Un nouvel alliage métallique a été découvert à Hiroshima : il s’est formé lors de l’explosion atomique

Alexis Tremblay
Alexis Tremblay

Le 6 août 1945 les États-Unis ont abandonné Hiroshima le premier dispositif atomique de l’histoire utilisé dans un conflit. Parmi les conséquences tragiques de cette journée, que nous connaissons tous, il y en a une que nous avons découverte il y a seulement quelques mois : l’explosion a donné vie, l’espace d’un instant, à un matériel qui n’a jamais existé sur Terre. Une phase intermétallique à sept composantsest resté caché dans le sable pendant près de quatre-vingts ans. Il a été découvert par une équipe dirigée par le géologue italien Luca Bindi (Université de Florence), dans une étude publiée dans Avancées scientifiques. Mais pourquoi cette découverte est-elle si pertinente ?

Comment l’alliage métallique s’est formé à des températures supérieures à 7 000°C

Au moment de la détonation, la boule de feu en contact avec le sol a atteint des températures maximales supérieures à 7000°C: plus que la photosphère du Soleil, qui se trouve autour du 5500°C. Tout ce qui se trouvait au sol – comme le béton, le verre et l’acier des structures – a été instantanément vaporisé ou fondu, se transformant en une vapeur métallique dense mélangée à de la matière en fusion, élevée dans le champignon atomique. Puis, en quelques secondes, cette vapeur s’est refroidie à une vitesse vertigineuse, retombant au sol sous la forme de minuscules sphérules vitreuses.

Tout va bien sphéruleen un certain sens, était un micro-laboratoire involontaire. Des conditions qu’aucune installation industrielle au monde ne pourrait reproduire – un chauffage extrême suivi d’un revenu ultra-rapide – ont « gelé » les atomes dans des configurations qui ne se forment pas naturellement. À l’intérieur de l’une de ces sphérules, les chercheurs ont découvert un minuscule point cristallin. riche en silicium et contenant six métaux : fer (environ 62,7%), chrome (14,7%), nickel (8,9%), molybdène (3,7%), manganèse (2,1%)e aluminium en traces.

Mais les chiffres à eux seuls ne disent pas grand-chose.
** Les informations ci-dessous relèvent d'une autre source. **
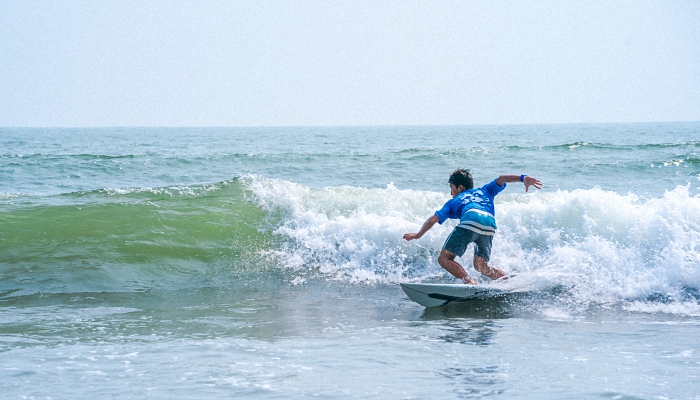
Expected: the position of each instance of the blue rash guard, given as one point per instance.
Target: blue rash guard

La véritable étrangeté réside dans la manière dont ces atomes s’organisent. Normalement, lorsqu’un mélange aussi complexe de métaux refroidit, les atomes ont le temps de « se rassembler » et de se séparer en structures. plus simple et bien rangé. Mais ici, c’est le contraire qui s’est produit : le refroidissement a été si rapide que les atomes n’ont pas eu le temps de se séparer. Ils sont restés « gelés » tous ensemble, en un seul verrouillage géométrique régulier jamais vu auparavant. Conceptuellement, c’est un peu comme si des centaines de personnes étaient soudainement arrêtées et bloquées exactement là où elles se trouvaient, formant par hasard une silhouette parfaitement ordonnée.

Qu’est-ce que l’Hiroshimaite

Tout commence en 2019, lorsque le géologue Mario Plus envie Il parcourt les plages de la baie d’Hiroshima et trouve les sphérules vitreuses que nous appelons aujourd’hui Hiroshimaite. L’équipe de Bindi analyse 34 de ces sphérules, allant de quelques centaines de micromètres à quelques millimètres de large : pratiquement des grains de sable. Au microscope électronique, plusieurs fragments métalliques piégés émergent dans l’un d’eux. Une en particulier retient votre attention : à peine 10 micromètres de long – un dixième de l’épaisseur d’un cheveu – avec une signature chimique anormale et très riche en silicium. Avec des aiguilles très fines sous un microscope à lumière réfléchie, les chercheurs ils extraient que grain microscopique et le bombarder de rayons X pour reconstruire sa structure atomique tridimensionnelle. Le résultat le confirme : c’est une phase jamais documentée auparavant, ni dans la nature ni en laboratoire.

Cette découverte n’est pas qu’une anecdote pour les cristallographes. Ces grains sont en fait un archive physicien congelé: Ils ont enregistré les conditions thermodynamiques extrêmes vécues dans la boule de feu pendant une fraction de seconde, en 1945, et les ont conservées pendant quatre-vingts ans. Ils nous disent aussi quelque chose de concret : des alliages aussi complexes ils peuvent exister et être stables, même s’ils nécessitent des conditions presque impossibles à reproduire en laboratoire aujourd’hui. Sachant cela, cependant, ouvre de nouvelles voies à la métallurgie – comprenant comment sont créées des structures combinant cette combinaison de dureté, de résistance à la corrosion et de stabilité thermique – et offre un outil supplémentaire pour la criminalistique nucléaire, la discipline qui analyse les résidus d’une explosion pour reconstruire les matériaux et la dynamique d’origine.